Com a mudança, a Prefeitura passa a contar com oito secretarias municipais:
Administração;
Finanças e Planejamento;
Assistência Social, Trabalho e Habitação;
Agricultura, Meio Ambiente, Turismo e Desenvolvimento;
Educação;
Esportes, Cultura e Lazer;
Obras, Transportes, Serviços Urbanos e Saneamento;
Saúde.
Debate entre vereadores marcou a sessão
A votação ocorreu logo após a participação do secretário municipal de Obras e vice-prefeito, Jair Obregão, convocado para prestar esclarecimentos sobre problemas em estradas e pontes do município.
Durante sua fala, o secretário destacou dificuldades enfrentadas pela pasta, citando limitações relacionadas à falta de máquinas, estrutura operacional e equipe técnica para atender as demandas da zona rural.
O contexto gerou questionamentos da oposição sobre a ampliação dos gastos administrativos em um momento em que o próprio Executivo reconhece limitações operacionais.
Durante a discussão, a vereadora Professora Daniely Peters justificou o voto contrário e afirmou que o projeto poderá representar um impacto financeiro de aproximadamente meio milhão de reais por ano aos cofres públicos. A parlamentar defendeu prioridade para áreas consideradas urgentes, como recuperação de estradas e pontes.

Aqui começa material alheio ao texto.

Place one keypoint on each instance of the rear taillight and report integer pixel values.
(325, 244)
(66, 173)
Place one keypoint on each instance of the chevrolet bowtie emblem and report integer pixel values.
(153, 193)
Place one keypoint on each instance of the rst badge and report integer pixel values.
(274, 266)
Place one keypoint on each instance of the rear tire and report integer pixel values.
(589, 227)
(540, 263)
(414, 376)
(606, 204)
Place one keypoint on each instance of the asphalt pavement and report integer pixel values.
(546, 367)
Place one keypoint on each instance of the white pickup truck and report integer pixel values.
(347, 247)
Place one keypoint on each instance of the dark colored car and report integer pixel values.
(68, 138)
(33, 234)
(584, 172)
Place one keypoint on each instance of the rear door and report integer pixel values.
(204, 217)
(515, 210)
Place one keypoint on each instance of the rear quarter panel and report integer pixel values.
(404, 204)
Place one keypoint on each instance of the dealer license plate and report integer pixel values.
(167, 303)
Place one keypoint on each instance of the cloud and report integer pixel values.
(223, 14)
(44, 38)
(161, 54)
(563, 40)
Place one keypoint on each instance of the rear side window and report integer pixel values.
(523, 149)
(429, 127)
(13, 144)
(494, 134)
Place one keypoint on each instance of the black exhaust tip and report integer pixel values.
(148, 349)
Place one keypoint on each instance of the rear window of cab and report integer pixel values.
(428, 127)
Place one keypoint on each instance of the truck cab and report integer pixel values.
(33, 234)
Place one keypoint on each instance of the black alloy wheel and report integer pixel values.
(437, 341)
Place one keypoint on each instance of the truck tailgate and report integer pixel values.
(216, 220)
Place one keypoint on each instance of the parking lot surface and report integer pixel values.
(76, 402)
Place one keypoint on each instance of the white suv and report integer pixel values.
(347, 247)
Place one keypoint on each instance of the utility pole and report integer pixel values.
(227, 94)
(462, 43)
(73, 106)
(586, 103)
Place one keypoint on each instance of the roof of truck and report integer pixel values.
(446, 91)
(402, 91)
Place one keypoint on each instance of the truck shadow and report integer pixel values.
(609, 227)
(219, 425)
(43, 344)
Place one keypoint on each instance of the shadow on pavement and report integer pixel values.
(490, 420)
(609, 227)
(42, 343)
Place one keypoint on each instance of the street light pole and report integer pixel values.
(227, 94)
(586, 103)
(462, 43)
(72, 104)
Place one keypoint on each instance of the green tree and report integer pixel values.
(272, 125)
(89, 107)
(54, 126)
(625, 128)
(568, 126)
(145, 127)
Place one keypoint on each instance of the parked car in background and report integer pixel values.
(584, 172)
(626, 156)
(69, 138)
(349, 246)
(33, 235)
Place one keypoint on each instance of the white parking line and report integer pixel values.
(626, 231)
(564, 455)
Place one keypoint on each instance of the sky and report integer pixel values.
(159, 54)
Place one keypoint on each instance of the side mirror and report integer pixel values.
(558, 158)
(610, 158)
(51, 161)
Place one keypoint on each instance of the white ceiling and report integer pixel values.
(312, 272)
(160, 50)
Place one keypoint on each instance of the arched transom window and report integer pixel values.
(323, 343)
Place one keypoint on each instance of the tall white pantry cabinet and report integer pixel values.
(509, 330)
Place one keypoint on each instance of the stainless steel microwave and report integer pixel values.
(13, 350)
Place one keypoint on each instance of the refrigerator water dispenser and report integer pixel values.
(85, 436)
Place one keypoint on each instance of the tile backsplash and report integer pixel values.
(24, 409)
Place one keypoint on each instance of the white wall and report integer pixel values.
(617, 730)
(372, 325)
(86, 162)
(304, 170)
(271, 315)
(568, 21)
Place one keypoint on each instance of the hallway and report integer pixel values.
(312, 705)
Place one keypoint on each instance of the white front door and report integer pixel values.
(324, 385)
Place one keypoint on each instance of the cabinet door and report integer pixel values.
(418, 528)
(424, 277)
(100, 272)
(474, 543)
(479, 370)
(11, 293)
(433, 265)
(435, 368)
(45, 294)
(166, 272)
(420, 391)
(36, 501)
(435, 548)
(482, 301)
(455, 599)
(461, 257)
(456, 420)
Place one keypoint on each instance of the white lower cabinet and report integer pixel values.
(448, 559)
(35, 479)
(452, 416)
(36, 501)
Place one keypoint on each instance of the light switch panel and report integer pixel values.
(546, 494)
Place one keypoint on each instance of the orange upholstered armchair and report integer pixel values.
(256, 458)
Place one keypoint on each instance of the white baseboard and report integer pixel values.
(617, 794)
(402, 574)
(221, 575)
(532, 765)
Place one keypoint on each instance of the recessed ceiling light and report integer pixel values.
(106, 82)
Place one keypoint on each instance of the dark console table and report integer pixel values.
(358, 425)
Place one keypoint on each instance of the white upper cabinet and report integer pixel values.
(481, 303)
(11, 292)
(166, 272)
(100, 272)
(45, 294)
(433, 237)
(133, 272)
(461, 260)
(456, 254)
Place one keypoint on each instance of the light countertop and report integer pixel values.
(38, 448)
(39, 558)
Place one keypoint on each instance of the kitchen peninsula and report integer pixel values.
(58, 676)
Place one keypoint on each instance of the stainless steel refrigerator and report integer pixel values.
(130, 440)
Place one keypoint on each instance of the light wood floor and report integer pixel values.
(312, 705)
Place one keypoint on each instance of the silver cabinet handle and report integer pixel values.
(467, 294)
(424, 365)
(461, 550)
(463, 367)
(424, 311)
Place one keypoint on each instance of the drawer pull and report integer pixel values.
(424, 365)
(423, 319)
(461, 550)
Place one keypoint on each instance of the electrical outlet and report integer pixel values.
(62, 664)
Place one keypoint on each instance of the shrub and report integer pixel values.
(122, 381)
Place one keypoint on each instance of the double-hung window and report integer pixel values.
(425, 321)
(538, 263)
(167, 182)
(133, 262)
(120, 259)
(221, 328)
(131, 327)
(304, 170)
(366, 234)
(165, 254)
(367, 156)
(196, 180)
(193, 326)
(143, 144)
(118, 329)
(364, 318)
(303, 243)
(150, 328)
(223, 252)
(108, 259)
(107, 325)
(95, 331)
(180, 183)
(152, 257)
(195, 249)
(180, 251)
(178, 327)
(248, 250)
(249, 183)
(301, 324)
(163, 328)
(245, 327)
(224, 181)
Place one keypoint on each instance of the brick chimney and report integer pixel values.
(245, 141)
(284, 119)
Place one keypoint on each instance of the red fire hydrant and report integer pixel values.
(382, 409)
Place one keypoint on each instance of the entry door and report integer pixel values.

Ela também questionou a criação do cargo de secretário adjunto, destacando o salário previsto e apontando que a função não exige formação específica.
Já o vereador Olenil Lino, defensor da proposta, argumentou que a administração municipal precisa fortalecer sua estrutura para melhorar a eficiência dos serviços públicos. Segundo ele, os secretários necessitam de apoio para desempenhar melhor suas funções.
Executivo defende reforma administrativa
Na justificativa encaminhada ao Legislativo, o prefeito Calebe Francio argumentou que a reforma administrativa busca melhorar a organização interna da Prefeitura e aumentar a eficiência da gestão pública.
Segundo o Executivo, a antiga Secretaria de Educação, Cultura, Esportes e Lazer acumulava 26 atribuições diferentes, dificultando o planejamento e a execução das políticas públicas. A divisão das pastas, conforme o documento, deve proporcionar maior foco nas ações e melhor atendimento à população.
Com a aprovação pela Câmara, o projeto segue agora para sanção do prefeito e posterior publicação oficial para entrar em vigor.